Macroeconomic populism is a term coined by Rudi Dornbusch and Sebastian Edwards in a 1990 paper. The term refers to the policies by many Latin American administrations by which government spending and real wages increase in a non-sustainable way leading to inflation, then stagflation and ultimately an economic collapse that drops real wages to lower than they were before the populist period began. The paper cites as examples Salvador Allende in Chile (1970–1973), and Alan García first term in Peru (1985–1990). In 1991, Dornbusch and Edwards edited a book titled The Macroeconomics of Populism in Latin America which analyzed more cases like Argentina between 1973 and 1976, Mexico between 1970 and 1982, and Brazil.
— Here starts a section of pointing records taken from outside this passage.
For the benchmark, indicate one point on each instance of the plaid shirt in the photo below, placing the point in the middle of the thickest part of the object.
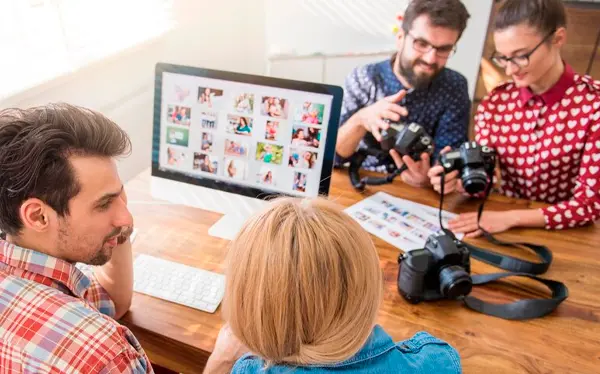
(56, 319)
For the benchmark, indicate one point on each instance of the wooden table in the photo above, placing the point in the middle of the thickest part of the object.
(181, 338)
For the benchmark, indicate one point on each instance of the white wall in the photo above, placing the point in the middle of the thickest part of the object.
(209, 35)
(227, 35)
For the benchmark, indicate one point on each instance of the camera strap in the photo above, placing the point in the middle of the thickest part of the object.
(522, 309)
(356, 163)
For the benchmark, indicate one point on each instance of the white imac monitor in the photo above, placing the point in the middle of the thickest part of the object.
(226, 142)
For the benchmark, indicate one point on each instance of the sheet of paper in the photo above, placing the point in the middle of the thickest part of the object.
(402, 223)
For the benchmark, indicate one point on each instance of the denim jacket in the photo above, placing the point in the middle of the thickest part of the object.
(422, 354)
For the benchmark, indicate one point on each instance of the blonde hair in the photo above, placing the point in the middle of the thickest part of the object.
(303, 283)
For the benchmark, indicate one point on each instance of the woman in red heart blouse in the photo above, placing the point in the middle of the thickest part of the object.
(543, 125)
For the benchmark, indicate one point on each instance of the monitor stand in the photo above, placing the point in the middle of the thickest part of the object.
(227, 227)
(235, 208)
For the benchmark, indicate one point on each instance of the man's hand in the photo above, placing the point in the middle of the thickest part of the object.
(416, 173)
(228, 349)
(126, 231)
(492, 222)
(373, 117)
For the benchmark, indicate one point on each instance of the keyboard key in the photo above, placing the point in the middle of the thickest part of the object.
(178, 283)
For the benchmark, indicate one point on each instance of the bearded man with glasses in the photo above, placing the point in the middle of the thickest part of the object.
(413, 86)
(544, 125)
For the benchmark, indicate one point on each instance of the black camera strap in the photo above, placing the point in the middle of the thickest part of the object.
(522, 309)
(356, 163)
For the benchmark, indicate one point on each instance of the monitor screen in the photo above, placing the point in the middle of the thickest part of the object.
(245, 134)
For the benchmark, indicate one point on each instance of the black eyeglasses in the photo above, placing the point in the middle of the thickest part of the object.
(423, 46)
(521, 61)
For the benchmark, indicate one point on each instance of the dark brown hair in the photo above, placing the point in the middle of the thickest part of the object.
(544, 15)
(35, 146)
(451, 14)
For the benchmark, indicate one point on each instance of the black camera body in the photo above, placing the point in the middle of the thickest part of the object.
(441, 270)
(408, 140)
(475, 164)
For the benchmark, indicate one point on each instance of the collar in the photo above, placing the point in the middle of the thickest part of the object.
(555, 93)
(45, 265)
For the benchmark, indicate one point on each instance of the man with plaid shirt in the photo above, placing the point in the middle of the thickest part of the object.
(62, 203)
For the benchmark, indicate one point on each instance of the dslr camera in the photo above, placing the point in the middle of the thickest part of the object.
(408, 140)
(441, 270)
(475, 164)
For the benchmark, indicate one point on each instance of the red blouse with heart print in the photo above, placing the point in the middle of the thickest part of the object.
(548, 145)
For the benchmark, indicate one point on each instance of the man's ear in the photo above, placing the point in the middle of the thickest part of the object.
(400, 38)
(35, 215)
(560, 37)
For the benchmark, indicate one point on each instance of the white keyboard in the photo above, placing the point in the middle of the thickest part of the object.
(181, 284)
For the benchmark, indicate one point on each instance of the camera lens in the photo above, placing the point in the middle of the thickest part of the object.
(454, 282)
(474, 180)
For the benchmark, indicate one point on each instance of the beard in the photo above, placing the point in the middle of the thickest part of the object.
(84, 249)
(406, 68)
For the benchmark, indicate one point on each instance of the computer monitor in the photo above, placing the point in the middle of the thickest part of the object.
(225, 142)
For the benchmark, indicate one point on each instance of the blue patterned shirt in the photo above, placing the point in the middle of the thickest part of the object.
(443, 109)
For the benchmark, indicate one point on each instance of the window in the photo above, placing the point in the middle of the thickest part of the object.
(42, 39)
In 2014, Paul Krugman cited Argentina's policies under Cristina Fernandez de Kirchner and Venezuela as new cases of macroeconomic populism. During a lecture in 2014, he said that he did not endorse the attacks on Argentina nor what it looks to him as a "somewhat out of control fiscal and monetary policy".

== Formal definition ==
The definition of macroeconomic populism in the original paper states as follows: "Macroeconomic populism is an approach to economics that emphasizes growth and income distribution and deemphasizes the risks of inflation and deficit finance, external constraints and the reaction of economic agents to aggressive non-market policies."

== Phases ==
The start of a populist cycle is generally after a stabilization program. The economy has idle capacity and the budget and external balance have room left for an expansionary policy.
1. Phase I includes a high increase in public spending and an increase in real wages and employment. Gross domestic product increases and there is low impact on inflation. Shortages are alleviated by imports. There is a reduction in reserves or debt default.
2. Phase II includes an increase in inflation, although wages keep up. Bottlenecks lead to price and exchange controls. The budget deficit greatly increases as a result of subsidies. The economy runs into stagflation.
3. Phase III is characterized by shortages, extreme acceleration of inflation (possibly hyperinflation), and capital flight. A decline in tax revenue combined with high inflation results in an increase in the budget deficit (Tanzi effect). A stabilization attempt by reducing subsidies and devaluation leads to a drop in real wages. As the paper states "politics become unstable. It becomes clear that the government has lost."
4. Phase IV: A new government implements orthodox policies to stabilize the economy. Once the economy is stabilized real wages will have fallen lower than before Phase I began.